429	`rate_limited`	Rate limit exceeded; may include a `retry_after` field. Back off and retry.
500	`internal_error`	Unexpected server error. Retry with backoff; if persistent, open a ticket (see Contact & escalation).

Troubleshooting

Symptom	Likely cause & fix
`401 unauthorized` on `/v1/sse` with a fresh token	Token expired, or the wrong Keycloak realm/audience. Re-mint the token (see Connect programmatically) and confirm you used the production issuer `uauth.bonafide.ai`.
`401 unauthorized` but the token verifies fine	Your `client_id` has no organization scope provisioned yet. Contact Bonafide to confirm your organization scope is attached to your key.
`400 bad_request` after a successful `initialize`	You omitted the `mcp-session-id` header. Every call after `initialize` must echo the session id from the `initialize` response header.
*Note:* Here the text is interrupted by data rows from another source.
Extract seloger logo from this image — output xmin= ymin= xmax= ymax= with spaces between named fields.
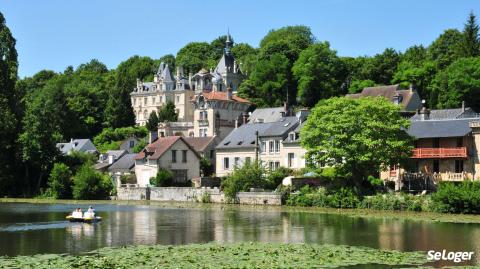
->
xmin=427 ymin=249 xmax=473 ymax=262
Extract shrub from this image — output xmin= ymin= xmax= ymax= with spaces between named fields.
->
xmin=150 ymin=168 xmax=173 ymax=187
xmin=73 ymin=163 xmax=113 ymax=200
xmin=432 ymin=181 xmax=480 ymax=214
xmin=46 ymin=163 xmax=72 ymax=199
xmin=265 ymin=166 xmax=293 ymax=189
xmin=222 ymin=162 xmax=265 ymax=201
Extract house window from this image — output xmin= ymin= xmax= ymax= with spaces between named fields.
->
xmin=182 ymin=150 xmax=187 ymax=163
xmin=433 ymin=160 xmax=440 ymax=173
xmin=223 ymin=157 xmax=230 ymax=170
xmin=268 ymin=141 xmax=275 ymax=153
xmin=455 ymin=160 xmax=463 ymax=173
xmin=288 ymin=152 xmax=295 ymax=167
xmin=288 ymin=133 xmax=295 ymax=141
xmin=260 ymin=141 xmax=267 ymax=153
xmin=457 ymin=137 xmax=463 ymax=148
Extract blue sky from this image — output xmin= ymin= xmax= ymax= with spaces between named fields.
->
xmin=0 ymin=0 xmax=480 ymax=77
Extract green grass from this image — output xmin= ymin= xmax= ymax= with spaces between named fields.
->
xmin=0 ymin=243 xmax=426 ymax=269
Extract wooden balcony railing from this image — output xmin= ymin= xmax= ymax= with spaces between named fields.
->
xmin=412 ymin=147 xmax=467 ymax=159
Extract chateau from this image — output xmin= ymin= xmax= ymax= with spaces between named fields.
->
xmin=131 ymin=34 xmax=251 ymax=138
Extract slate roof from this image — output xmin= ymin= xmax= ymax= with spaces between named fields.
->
xmin=217 ymin=117 xmax=299 ymax=149
xmin=249 ymin=107 xmax=285 ymax=123
xmin=108 ymin=153 xmax=137 ymax=173
xmin=56 ymin=139 xmax=97 ymax=154
xmin=135 ymin=136 xmax=200 ymax=160
xmin=410 ymin=107 xmax=477 ymax=120
xmin=346 ymin=84 xmax=421 ymax=111
xmin=184 ymin=136 xmax=215 ymax=152
xmin=407 ymin=118 xmax=478 ymax=139
xmin=202 ymin=91 xmax=250 ymax=104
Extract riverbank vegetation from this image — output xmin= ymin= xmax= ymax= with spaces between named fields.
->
xmin=0 ymin=9 xmax=480 ymax=197
xmin=0 ymin=242 xmax=426 ymax=269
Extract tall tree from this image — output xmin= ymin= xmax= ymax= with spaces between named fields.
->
xmin=18 ymin=77 xmax=69 ymax=194
xmin=300 ymin=97 xmax=412 ymax=186
xmin=431 ymin=57 xmax=480 ymax=111
xmin=427 ymin=29 xmax=463 ymax=69
xmin=461 ymin=12 xmax=480 ymax=57
xmin=104 ymin=56 xmax=157 ymax=128
xmin=0 ymin=13 xmax=21 ymax=195
xmin=292 ymin=42 xmax=345 ymax=107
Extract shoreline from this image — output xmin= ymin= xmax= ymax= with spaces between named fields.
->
xmin=0 ymin=198 xmax=480 ymax=224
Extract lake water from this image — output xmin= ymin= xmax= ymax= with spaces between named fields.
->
xmin=0 ymin=203 xmax=480 ymax=264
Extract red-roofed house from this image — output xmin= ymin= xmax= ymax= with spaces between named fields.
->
xmin=135 ymin=136 xmax=201 ymax=187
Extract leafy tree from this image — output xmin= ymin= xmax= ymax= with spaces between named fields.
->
xmin=145 ymin=111 xmax=159 ymax=132
xmin=461 ymin=12 xmax=480 ymax=57
xmin=427 ymin=29 xmax=463 ymax=69
xmin=73 ymin=163 xmax=113 ymax=200
xmin=176 ymin=42 xmax=212 ymax=74
xmin=18 ymin=78 xmax=68 ymax=192
xmin=348 ymin=79 xmax=375 ymax=93
xmin=301 ymin=97 xmax=412 ymax=187
xmin=157 ymin=101 xmax=178 ymax=121
xmin=150 ymin=168 xmax=173 ymax=187
xmin=239 ymin=53 xmax=288 ymax=107
xmin=0 ymin=13 xmax=18 ymax=195
xmin=47 ymin=163 xmax=72 ymax=199
xmin=222 ymin=162 xmax=266 ymax=201
xmin=432 ymin=57 xmax=480 ymax=111
xmin=104 ymin=56 xmax=156 ymax=128
xmin=292 ymin=42 xmax=345 ymax=106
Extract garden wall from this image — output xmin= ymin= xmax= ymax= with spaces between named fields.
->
xmin=117 ymin=187 xmax=281 ymax=205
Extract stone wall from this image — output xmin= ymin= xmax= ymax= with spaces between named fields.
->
xmin=237 ymin=192 xmax=282 ymax=205
xmin=117 ymin=187 xmax=150 ymax=200
xmin=117 ymin=187 xmax=282 ymax=205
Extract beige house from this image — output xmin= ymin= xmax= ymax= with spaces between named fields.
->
xmin=216 ymin=110 xmax=306 ymax=176
xmin=380 ymin=104 xmax=480 ymax=189
xmin=135 ymin=136 xmax=201 ymax=187
xmin=131 ymin=34 xmax=250 ymax=138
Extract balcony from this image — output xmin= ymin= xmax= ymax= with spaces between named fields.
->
xmin=198 ymin=119 xmax=208 ymax=127
xmin=412 ymin=147 xmax=468 ymax=159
Empty results from `bonafide_query`	Rephrase with the explicit hotel/brand name (use the property’s full registered name, not a colloquial nickname), and confirm the entity is within your scope.
Connector won’t authorize in a non-Claude.ai client	The OAuth redirect is allow-listed to `https://claude.ai/`. Use the bearer-token path (see Connect programmatically), or ask Bonafide to allow-list your redirect URI.
`/health` shows `"redis": { "connected": false }`	A transient dependency issue on the Bonafide side — retry shortly and, if it persists, open a ticket (see Contact & escalation).